Fingerprinting Rotons in a Dipolar Condensate: Super-Poissonian Peak in the Atom-Number Fluctuations

TL;DR

This paper shows that atom-number fluctuation measurements in a dipolar condensate can detect roton excitations, revealing a super-Poissonian peak linked to roton wavelength, with temperature enhancing the effect.

Contribution

It introduces a method to identify roton excitations via atom-number fluctuations and develops a simple local density theory validated against numerical solutions.

Findings

Super-Poissonian peak in fluctuations indicates roton presence.

Fluctuation magnitude increases with temperature.

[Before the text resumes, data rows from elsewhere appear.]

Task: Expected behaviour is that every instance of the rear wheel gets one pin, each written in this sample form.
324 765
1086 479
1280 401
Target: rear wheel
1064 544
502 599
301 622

Fluctuations within a washer-shaped cell isolate individual roton modes.

Abstract

We demonstrate that measurements of atom-number fluctuations in a trapped dipolar condensate can reveal the presence of the elusive roton excitation. The key signature is a super-Poissonian peak in the fluctuations as the size of the measurement cell is varied, with the maximum occurring when the size is comparable to the roton wavelength. The magnitude of this roton feature is enhanced with temperature. The variation in fluctuations across the condensate demonstrates that the roton excitations are effectively confined to propagate in the densest central region, realizing a density trapped roton gas. While our main results are based on full numerical solutions of the meanfield equations, we also develop and validate a simple local density theory. Finally, we consider fluctuations measured within a washer-shaped cell which filters out the contribution of modes with nonzero angular momentum and provides a signal sensitive to individual roton modes.